Turns out, grandma was hoarding millions.
Or grandpa. Or maybe your old ex who forgot to update their will, or your aunt who you had a close relationship with, or you’re a participant in any number of scenarios where huge inheritances suddenly come out of nowhere. Or, you won the lottery.
The point is, you’ve come into a “life-changing” amount of money—a specifically murky description, as it can mean something else for everything—and you had no idea it was coming. So, what do you do?
The first, and most important thing, is to do absolutely nothing.
"HOLD IT AND DON'T DO A THING FOR THREE MONTHS!!!” is what the finance blogger J. Money adamantly recommends. “Then once it soaks in and you've had time to let the feelings and ideas settle, start taking action.”
We’ve all seen stories of the instant-rich being bombarded with requests from every other third cousin or long-forgotten high school chums looking for interest-free loans or “investment capital” for their “back-scratcher with a mp3 player” idea or whatever. (There’s a famous “statistic” that 70% of lottery winners end up bankrupt in a few years; a statistic that is utter bullshit, but that doesn’t mean people with new windfalls don’t get harassed by friends and family for portions of said windfall.) By putting a bold and strict moratorium on doing anything with your new money for a period of time, you can avoid this initial onslaught of leeches.
Why you need to be extra careful
But outside forces aren’t the only problems you have to ward off. There’s also that devil on your shoulder, pointing out that luxury car you’ve been pining over, or conjuring dreams of a boating trip around the world, or stupidly giving you the idea that trying a burger that’s been idiotically infused with gold flakes is necessary.
Getting a surprise inheritance can make you especially susceptible to doing something dumb with the cash. “It’s found money, so we think about it differently than money we earn,” says Paul Golden from the National Endowment for Financial Education, a non-profit that educates the public on financial decisions. “It comes with a misconception that you’re never going to have to worry about money again. But it’s the opposite. You’re going to have to worry more than ever before because there’s a lot of decisions to make.”
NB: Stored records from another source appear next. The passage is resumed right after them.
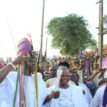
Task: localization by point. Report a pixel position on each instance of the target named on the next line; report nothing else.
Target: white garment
(7, 90)
(52, 82)
(70, 97)
(88, 95)
(98, 98)
(97, 79)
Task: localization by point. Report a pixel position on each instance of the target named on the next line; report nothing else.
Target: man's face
(64, 78)
(74, 77)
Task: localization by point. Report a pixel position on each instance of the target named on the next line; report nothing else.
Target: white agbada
(70, 97)
(7, 90)
(87, 95)
(98, 98)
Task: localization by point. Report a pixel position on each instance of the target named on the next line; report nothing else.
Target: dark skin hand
(53, 94)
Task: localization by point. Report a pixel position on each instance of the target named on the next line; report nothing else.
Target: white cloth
(7, 90)
(97, 79)
(70, 97)
(88, 95)
(98, 98)
(52, 82)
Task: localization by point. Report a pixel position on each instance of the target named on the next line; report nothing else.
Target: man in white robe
(75, 77)
(99, 99)
(70, 95)
(8, 86)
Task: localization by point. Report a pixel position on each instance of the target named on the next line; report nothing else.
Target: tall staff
(42, 26)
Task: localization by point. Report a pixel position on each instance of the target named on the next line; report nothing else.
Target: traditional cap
(24, 47)
(64, 64)
(2, 64)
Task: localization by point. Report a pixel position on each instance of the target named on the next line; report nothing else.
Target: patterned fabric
(105, 97)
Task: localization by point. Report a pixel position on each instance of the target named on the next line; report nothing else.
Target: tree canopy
(70, 33)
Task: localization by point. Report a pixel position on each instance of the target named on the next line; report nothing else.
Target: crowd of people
(75, 81)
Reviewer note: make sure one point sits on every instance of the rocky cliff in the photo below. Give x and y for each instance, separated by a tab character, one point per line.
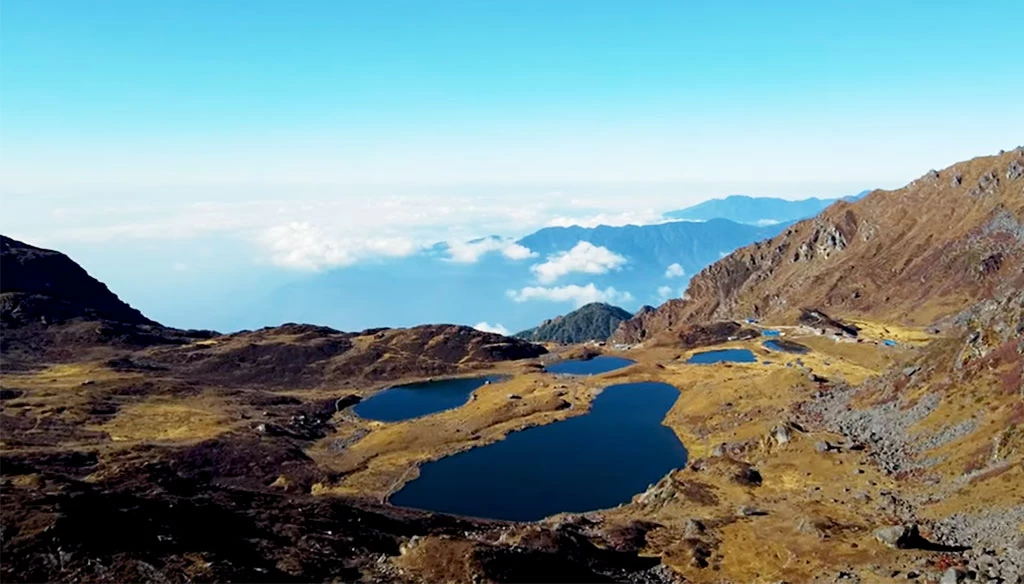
915	254
40	285
594	322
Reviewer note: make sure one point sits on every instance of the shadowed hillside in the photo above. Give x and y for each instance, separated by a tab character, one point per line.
592	322
914	254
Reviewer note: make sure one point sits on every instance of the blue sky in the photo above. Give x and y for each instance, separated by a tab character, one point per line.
441	92
180	136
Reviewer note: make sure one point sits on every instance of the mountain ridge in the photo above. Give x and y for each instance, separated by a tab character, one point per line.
593	322
952	234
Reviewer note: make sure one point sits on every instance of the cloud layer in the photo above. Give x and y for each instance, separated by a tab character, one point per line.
584	257
488	328
579	295
470	252
675	270
303	246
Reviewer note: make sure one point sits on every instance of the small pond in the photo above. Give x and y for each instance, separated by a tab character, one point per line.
593	461
415	400
786	346
723	356
595	366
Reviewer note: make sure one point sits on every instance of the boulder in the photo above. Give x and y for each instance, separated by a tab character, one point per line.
781	433
951	576
899	537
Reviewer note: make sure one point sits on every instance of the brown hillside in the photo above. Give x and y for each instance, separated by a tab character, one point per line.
910	255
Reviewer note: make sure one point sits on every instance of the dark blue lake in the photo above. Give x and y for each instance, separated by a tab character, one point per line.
595	366
415	400
594	461
723	356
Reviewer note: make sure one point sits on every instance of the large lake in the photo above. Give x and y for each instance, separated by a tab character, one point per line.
415	400
595	366
593	461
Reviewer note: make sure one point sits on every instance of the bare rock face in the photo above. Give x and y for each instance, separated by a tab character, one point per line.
44	286
900	537
912	254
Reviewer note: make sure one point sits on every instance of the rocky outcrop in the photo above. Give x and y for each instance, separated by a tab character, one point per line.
594	322
44	286
924	251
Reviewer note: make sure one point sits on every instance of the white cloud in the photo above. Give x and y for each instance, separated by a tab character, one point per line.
579	295
585	257
630	217
487	328
304	246
470	252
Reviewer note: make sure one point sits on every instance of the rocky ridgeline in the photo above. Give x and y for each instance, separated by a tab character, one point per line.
929	249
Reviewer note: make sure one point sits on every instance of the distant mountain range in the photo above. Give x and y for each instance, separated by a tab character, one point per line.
656	262
757	210
593	322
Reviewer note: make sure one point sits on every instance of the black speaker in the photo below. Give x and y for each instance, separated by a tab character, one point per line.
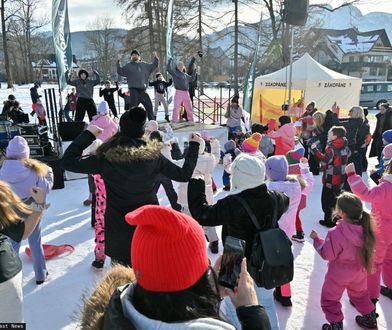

You also need to be aware of how your emotions can cloud your judgment. “People have a really hard time going through the grief process and the emotional swings that come with managing this money,” Golden says. “There might be a dynamic in the family that is rough to manage. Resentment and anger come into play.”
What to do after doing nothing
When you're ready to take some steps with the money, it helps to have a plan. If you're not sure what to do, a certified financial planner can help you compose your personal spending Wish List and figure out how far your inheritance can go to get you there. But you can also figure this out most of this on your own too.
The great things about inheritance money is that it isn't considered income, so you typically won't have to pay taxes on it. And unless the estate you're getting a chunk of is worth more than five million dollars or so, there is no federal estate tax applied to the haul either. Some states do charge their own estate or inheritance taxes, however. Here's a handy map from NerdWallet that shows which ones do.
When it comes to actually spending the money, a good start is to look at any high-interest credit card debt you have and pay that off first. If you don't already have an emergency fund, be sure to set some of your windfall aside to cover things like your roommate stiffing you for the last month's rent or your friend's destination wedding that cost about three times more than expected.
Next think about your long term goals and pick investments that will help you get there. Anything you want to spend on in the next five years—say, to buy a house—should be in a fairly liquid account that doesn't have a lot of risk. It may be as simple as putting the money in a high-interest savings account. You do not want to invest that money in the stock market as you could lose a big chunk of it if the Dow takes a dive right before you need the funds.
As for the really long term, you may want to put more money in an your individual retirement account (if you have one) or open one up (if you don't). There are contribution caps on those of $5,500 annually, so if you have more to invest you could put your money in a taxable account and pick some mutual funds. Some smart, long-term investment options include a low-fee index fund that mirrors the U.S. stock market, an international stock fund, and possibly a bond fund to balance out the stock funds, which tend to have bigger swings in annual returns.
Once your own spending moratorium is complete, and you've got your investment plan in order, go ahead and spend a few grand on a trip, or something nice for your mom. You’ve earned it, and more than that, you’ve made your secretly-rich granny proud. Lastly, find a way to spend at least some of the money on something fun.